If you suffer from an anxiety disorder, you can help calm yourself down by practicing certain breathing exercises. When you have a panic attack, your breathing rate and pattern changes, allowing for other anxiety symptoms to occur, exacerbating your already panicked state. To help calm yourself down, you’ll want to learn how to breathe differently.
People in a heightened state of anxiety or a full-blown panic attack generally breathe using their upper chest (or upper lungs) using shallow, rapid breaths. Upper-lung breathing can lead to hyperventilation, which can compound the symptoms of your panicked state, making it feel worse and last longer.
In situations like this, breathing from your lower chest (or lower lungs) can actually mitigate the severity of your anxiety, helping you return to a baseline level of calm. By breathing using your lower chest, you’ll learn how to properly slow your breathing, which in turn calms the rest of your body and allows your panic to dissipate. Here are some breathing exercises that can help you feel less anxious and calm you down!
The best breathing technique for anxiety is called natural breathing or abdominal breathing. This is actually the ideal way to breathe all the time (unless you’re exercising or playing sports, which require something different). This is the best way to breathe since it provides maximum oxygen into your lungs with each breath you take.
To practice natural breathing, you simply have to slowly and gently inhale a normal amount of air from your nose and feel it filling your lower lungs. At the peak of your normal inhale, when your lower lungs fee full, exhale and repeat. Try it with one hand on your stomach and the other on the top of your chest. As you inhale, the hand on your abdominals should rise, while the hand on your upper chest should stay still. This indicates that you’re properly engaging your diaphragm. Concentrate on filling only your lower lungs with each breath you take, calmly and slowly.
As with many breathing techniques, natural breathing also has the added benefit of helping take your mind from the source of your anxiety. By concentrating on achieving the proper technique, you’re allowing yourself to focus on something other than the anxiety itself.

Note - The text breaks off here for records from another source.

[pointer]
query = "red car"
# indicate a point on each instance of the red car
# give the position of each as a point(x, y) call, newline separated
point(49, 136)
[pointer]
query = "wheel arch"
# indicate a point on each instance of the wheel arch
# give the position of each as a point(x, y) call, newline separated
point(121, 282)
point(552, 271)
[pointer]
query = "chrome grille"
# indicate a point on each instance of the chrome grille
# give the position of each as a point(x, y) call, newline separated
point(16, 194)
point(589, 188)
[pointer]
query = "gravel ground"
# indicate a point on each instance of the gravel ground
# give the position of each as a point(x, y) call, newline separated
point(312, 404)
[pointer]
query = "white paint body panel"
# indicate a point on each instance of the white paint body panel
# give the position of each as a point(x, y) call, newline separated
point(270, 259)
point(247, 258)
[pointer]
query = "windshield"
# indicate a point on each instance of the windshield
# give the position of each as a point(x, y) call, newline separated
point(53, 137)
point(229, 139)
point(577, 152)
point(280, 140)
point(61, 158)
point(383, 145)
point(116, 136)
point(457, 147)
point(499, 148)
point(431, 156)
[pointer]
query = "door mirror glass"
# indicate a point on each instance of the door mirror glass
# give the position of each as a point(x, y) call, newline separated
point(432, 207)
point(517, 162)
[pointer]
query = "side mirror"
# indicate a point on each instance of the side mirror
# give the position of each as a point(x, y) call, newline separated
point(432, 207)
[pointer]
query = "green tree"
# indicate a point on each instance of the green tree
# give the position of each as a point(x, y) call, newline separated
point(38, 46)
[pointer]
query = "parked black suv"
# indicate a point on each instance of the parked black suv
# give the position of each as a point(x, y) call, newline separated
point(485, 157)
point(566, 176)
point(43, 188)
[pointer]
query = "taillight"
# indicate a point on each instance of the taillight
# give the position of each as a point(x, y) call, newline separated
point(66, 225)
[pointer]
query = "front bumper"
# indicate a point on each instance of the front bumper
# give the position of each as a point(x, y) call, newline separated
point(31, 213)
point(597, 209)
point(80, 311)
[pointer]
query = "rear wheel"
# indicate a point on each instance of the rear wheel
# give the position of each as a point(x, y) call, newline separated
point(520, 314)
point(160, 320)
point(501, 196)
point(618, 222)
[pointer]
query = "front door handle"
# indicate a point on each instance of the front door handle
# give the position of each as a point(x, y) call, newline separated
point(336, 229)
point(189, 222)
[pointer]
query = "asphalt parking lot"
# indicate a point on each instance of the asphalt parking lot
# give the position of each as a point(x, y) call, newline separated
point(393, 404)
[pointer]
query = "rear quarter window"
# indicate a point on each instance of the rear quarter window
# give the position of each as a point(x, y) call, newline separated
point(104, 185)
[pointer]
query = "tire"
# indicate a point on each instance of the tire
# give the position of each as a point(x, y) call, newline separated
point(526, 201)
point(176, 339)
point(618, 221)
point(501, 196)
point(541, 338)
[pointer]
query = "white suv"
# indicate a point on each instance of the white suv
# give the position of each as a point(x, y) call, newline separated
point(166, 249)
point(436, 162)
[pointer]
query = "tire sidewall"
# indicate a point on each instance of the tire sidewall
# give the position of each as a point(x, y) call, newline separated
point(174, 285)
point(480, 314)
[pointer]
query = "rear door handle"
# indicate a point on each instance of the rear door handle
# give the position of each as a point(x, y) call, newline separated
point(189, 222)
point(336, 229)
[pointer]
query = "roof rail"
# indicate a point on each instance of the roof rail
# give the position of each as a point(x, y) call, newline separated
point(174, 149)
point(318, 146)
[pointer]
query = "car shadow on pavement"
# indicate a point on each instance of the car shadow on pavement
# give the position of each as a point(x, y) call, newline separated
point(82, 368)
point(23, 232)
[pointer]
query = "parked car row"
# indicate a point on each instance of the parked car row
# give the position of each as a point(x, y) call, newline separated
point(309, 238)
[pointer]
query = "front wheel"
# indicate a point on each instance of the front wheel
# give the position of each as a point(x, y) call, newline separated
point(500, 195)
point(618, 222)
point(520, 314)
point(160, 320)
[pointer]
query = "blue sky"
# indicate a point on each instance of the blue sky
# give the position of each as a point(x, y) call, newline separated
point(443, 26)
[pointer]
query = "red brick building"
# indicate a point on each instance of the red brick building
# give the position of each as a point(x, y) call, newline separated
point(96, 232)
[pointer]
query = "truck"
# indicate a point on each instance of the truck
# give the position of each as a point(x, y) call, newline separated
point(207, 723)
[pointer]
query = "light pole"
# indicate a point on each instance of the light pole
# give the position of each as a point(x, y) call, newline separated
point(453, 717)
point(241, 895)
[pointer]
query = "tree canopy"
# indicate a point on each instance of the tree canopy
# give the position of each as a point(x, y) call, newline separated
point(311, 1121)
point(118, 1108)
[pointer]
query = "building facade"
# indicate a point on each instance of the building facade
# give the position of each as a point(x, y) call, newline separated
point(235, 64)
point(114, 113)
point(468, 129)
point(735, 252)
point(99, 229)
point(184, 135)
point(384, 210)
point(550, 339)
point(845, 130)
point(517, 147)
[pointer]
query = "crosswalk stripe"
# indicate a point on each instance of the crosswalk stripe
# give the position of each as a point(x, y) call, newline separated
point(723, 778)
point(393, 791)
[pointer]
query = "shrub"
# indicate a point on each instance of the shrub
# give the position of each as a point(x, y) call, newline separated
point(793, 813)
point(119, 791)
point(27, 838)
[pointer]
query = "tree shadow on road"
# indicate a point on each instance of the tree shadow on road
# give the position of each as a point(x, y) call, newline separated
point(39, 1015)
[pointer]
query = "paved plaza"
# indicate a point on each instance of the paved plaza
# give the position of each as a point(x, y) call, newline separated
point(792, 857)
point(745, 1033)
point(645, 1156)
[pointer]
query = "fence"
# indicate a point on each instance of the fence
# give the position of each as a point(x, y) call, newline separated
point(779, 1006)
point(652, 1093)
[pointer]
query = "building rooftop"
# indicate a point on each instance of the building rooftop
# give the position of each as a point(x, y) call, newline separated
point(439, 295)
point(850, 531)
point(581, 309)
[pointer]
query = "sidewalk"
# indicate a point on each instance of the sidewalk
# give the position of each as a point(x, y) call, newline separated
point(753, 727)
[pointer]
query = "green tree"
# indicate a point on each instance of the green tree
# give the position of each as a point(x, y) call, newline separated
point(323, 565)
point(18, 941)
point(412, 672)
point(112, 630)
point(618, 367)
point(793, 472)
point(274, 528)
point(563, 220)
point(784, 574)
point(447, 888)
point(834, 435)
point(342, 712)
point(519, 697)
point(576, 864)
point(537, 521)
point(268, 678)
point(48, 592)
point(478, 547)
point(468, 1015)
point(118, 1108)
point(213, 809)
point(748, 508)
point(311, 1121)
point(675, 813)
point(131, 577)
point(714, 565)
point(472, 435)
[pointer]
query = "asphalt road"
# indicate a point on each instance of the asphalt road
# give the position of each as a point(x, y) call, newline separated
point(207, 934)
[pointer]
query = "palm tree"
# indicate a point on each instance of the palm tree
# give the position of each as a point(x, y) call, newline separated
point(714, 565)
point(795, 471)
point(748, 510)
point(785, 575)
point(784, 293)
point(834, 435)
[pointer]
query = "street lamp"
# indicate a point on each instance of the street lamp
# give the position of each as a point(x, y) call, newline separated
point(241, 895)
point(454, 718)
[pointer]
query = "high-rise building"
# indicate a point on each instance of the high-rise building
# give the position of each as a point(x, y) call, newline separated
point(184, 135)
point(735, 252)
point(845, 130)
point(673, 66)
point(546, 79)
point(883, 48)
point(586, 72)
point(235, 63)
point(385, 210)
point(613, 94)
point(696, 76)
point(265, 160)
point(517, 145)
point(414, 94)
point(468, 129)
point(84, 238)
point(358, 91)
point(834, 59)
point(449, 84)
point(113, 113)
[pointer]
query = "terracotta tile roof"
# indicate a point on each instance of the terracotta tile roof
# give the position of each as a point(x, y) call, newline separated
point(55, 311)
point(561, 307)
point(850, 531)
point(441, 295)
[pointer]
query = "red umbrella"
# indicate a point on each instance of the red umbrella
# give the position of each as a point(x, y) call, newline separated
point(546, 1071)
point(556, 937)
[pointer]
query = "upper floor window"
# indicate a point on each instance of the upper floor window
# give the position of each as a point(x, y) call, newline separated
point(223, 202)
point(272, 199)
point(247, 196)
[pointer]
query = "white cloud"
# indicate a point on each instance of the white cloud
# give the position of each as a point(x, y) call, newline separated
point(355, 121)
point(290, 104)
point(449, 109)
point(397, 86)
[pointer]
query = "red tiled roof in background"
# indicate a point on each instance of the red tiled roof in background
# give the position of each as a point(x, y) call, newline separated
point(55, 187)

Another great technique is the calming breath, which is a deep diaphragmatic breathing exercise you can use whenever you’re feeling anxious or panicky. Just like the natural breathing technique, take a long, slow breath in through your nose and fill your lower lungs. But instead of breathing out normally, keep inhaling and fill your upper lungs, too. Hold your breath and count to three, then exhale slowly through pursed lips—this helps relax the muscles in your face, jaw, shoulders and abdomen.
The calming breath technique goes one step farther than the natural breathing technique, flooding your body with oxygen and lowering your heart rate even faster, forcing your body to slow down. This in turn can help convince the brain that its heightened state of stress and nervousness is unwarranted, and it too falls into a calmer, more restful state.
Your Mind-Body Connection
Something to keep in mind when it comes to breathing exercises or any other kind of therapy for anxiety is that they take time. This holds true for nearly every form of treatment, be it prescription drugs, counseling or forming healthy habits—it takes time for you to notice improvement.
But the pathways for that improvement begin to form the moment you decide to make a change for the better. This is why commitment is so important. Many people try breathing exercises for anxiety a couple of times over a week or two and then abandon them as useless when they don’t see any benefit. But by committing to this healthy habit and incorporating it into your daily life, the benefits can be rather shocking.
It’s your mind-body connection that allows for such incredible results. Most things that are worth doing require training—and as you train your body to breathe, your mind begins to recognize the exercise, and it responds accordingly by calming down.
Remember—anxiety isn’t just mental. It’s a physical condition as well. And by training the body how to react to it, the mind will follow.